Скорее всего, в то самое утро мы с Сатико и решили до ее отъезда отправиться на целый день куда-нибудь погулять. И вот вскоре после этого, жарким днем, я в обществе Сатико и ее дочери побывала в Инасе. Инаса — это холмистый район Нагасаки с видом на гавань, известный горными пейзажами; находился он недалеко от того места, где мы жили: именно холмы Инасы я и видела из окна нашей квартиры; однако в ту пору всякие дальние прогулки были для меня редким событием, и путешествие в Инасу представлялось грандиозной экскурсией. Помню, с каким нетерпением я ждала ее несколько дней; думаю, это одно из лучших моих воспоминаний, сохранившихся от того времени.
Мы переправились к Инасе на пароме в поддень. На всем водном пути нас сопровождали разные шумы — стук молотков, завывание механизмов, изредка низкие пароходные гудки, — однако в те дни в Нагасаки эти звуки не резали слух: они свидетельствовали о возврате к нормальной жизни и заметно поднимали настроение.
Там, где мы сошли с парома, морские ветры гуляли более привольно, и день уже не казался таким душным. Ветер доносил издали шумы из гавани до станции канатной дороги, во дворике которой мы сидели на скамейке. Свежие дуновения радовали нас еще и потому, что укрыться от солнца во дворике было негде: он представлял собой забетонированное пространство, заполненное в тот день в основном мамашами с детьми, и напоминал собой школьную площадку для игр. По одну сторону, за рядом турникетов, виднелись деревянные платформы, где останавливались вагончики фуникулера. Мы зачарованно наблюдали за движением этих вагончиков: пока один на фоне деревьев поднимался наверх, постепенно превращаясь в крохотную точку на небе, второй снижался, увеличиваясь в размерах, и грузно оседал на платформе. Внутри небольшой будки возле турникетов человек в кепочке управлял рычагами; всякий раз, после благополучного прибытия вагончика, он высовывался наружу поболтать с детьми, собиравшимися в кучку, чтобы поглазеть.

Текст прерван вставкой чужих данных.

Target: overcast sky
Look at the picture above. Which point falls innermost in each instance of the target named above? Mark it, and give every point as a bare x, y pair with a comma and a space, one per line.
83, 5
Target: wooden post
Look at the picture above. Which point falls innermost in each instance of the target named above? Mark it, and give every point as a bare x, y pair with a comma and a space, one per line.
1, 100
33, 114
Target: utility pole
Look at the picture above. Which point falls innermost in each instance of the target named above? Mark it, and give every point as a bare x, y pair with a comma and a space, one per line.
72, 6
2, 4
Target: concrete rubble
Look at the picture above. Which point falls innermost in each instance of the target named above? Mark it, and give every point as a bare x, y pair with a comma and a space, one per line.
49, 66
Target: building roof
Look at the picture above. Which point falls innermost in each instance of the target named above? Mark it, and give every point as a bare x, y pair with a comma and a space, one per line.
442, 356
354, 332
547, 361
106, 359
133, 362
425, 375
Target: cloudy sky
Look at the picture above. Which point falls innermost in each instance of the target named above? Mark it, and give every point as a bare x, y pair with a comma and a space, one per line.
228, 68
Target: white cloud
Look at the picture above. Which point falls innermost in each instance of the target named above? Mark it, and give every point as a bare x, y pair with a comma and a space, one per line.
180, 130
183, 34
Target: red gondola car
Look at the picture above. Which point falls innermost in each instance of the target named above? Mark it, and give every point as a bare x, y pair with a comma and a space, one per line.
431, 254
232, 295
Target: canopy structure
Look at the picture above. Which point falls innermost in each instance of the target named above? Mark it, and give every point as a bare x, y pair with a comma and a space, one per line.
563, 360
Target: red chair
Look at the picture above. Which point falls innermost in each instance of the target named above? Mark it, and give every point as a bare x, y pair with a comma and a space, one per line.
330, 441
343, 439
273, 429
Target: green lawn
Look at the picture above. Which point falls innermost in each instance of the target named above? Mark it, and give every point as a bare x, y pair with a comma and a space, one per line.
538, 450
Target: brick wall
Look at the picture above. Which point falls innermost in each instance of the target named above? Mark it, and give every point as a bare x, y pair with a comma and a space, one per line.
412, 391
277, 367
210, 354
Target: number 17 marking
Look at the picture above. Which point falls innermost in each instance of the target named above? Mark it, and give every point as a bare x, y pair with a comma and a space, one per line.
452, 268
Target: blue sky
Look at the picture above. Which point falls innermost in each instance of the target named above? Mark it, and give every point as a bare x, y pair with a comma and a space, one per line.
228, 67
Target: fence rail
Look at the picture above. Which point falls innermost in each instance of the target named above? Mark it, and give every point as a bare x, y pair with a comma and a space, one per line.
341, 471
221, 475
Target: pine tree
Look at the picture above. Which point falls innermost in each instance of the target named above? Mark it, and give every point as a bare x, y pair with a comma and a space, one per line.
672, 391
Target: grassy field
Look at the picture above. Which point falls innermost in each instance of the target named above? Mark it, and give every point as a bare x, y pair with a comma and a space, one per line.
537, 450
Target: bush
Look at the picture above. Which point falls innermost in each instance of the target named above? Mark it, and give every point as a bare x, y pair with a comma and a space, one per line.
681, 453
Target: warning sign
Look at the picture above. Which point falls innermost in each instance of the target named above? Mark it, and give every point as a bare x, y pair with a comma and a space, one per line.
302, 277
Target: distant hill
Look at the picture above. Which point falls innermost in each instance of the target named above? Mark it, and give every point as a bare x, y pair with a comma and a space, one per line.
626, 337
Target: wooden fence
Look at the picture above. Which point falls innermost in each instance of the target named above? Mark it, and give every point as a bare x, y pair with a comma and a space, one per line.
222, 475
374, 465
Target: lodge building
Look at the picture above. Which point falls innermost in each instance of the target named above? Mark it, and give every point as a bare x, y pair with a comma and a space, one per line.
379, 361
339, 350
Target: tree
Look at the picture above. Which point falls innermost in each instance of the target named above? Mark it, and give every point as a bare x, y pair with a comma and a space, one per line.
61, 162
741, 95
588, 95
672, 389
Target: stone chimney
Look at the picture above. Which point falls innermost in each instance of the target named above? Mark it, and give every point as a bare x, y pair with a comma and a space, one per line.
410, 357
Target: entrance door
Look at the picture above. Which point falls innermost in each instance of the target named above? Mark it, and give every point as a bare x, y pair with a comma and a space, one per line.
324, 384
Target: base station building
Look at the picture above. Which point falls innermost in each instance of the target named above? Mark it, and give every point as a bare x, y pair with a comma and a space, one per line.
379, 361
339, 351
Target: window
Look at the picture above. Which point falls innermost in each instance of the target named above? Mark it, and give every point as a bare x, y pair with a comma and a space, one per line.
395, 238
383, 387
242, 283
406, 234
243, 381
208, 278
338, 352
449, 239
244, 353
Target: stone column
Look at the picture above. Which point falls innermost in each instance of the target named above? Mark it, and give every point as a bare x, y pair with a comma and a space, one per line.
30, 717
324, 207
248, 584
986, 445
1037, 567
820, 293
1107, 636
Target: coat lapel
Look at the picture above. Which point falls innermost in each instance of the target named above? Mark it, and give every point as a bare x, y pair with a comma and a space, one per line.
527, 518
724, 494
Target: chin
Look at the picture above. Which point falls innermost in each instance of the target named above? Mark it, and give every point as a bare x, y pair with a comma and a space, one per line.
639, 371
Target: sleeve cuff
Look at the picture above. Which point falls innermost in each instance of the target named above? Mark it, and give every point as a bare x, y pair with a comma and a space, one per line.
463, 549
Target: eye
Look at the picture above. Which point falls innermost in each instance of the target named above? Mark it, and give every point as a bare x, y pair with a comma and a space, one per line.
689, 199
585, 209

Первый раз в тот день мы столкнулись с американкой, когда решили прокатиться на фуникулере до вершины горы. Сатико с дочкой пошли покупать билеты, а я осталась сидеть на скамейке. Потом заметила в дальнем углу дворика прилавок, где продавали игрушки и сладости. Думая купить для Марико конфет, я встала и направилась к прилавку. Передо мной двое детей спорили о том, что купить. Ожидая своей очереди, я высмотрела среди игрушек пластмассовый бинокль. Пока дети пререкались между собой, я окинула взглядом дворик. Сатико и Марико все еще стояли у турникета, Сатико разговаривала с двумя женщинами.
— Чем могу вам услужить, мадам?
Дети ушли. За прилавком стоял молодой человек в опрятной летней униформе.
— Можно посмотреть вот это? — Я указала на бинокль.
— Конечно, мадам. Это всего лишь игрушка, однако очень качественная.
Я поднесла бинокль к глазам и взглянула на горный склон: мощность линз оказалась удивительной. Направив бинокль на дворик, поймала в окуляры Сатико с дочкой. Сатико надела в тот день кимоно светлых тонов с элегантным поясом (наряд, как я догадывалась, предназначенный лишь для особых случаев) и выделялась в толпе изяществом своей фигуры. Она продолжала беседовать с женщинами, одна из которых походила на иностранку.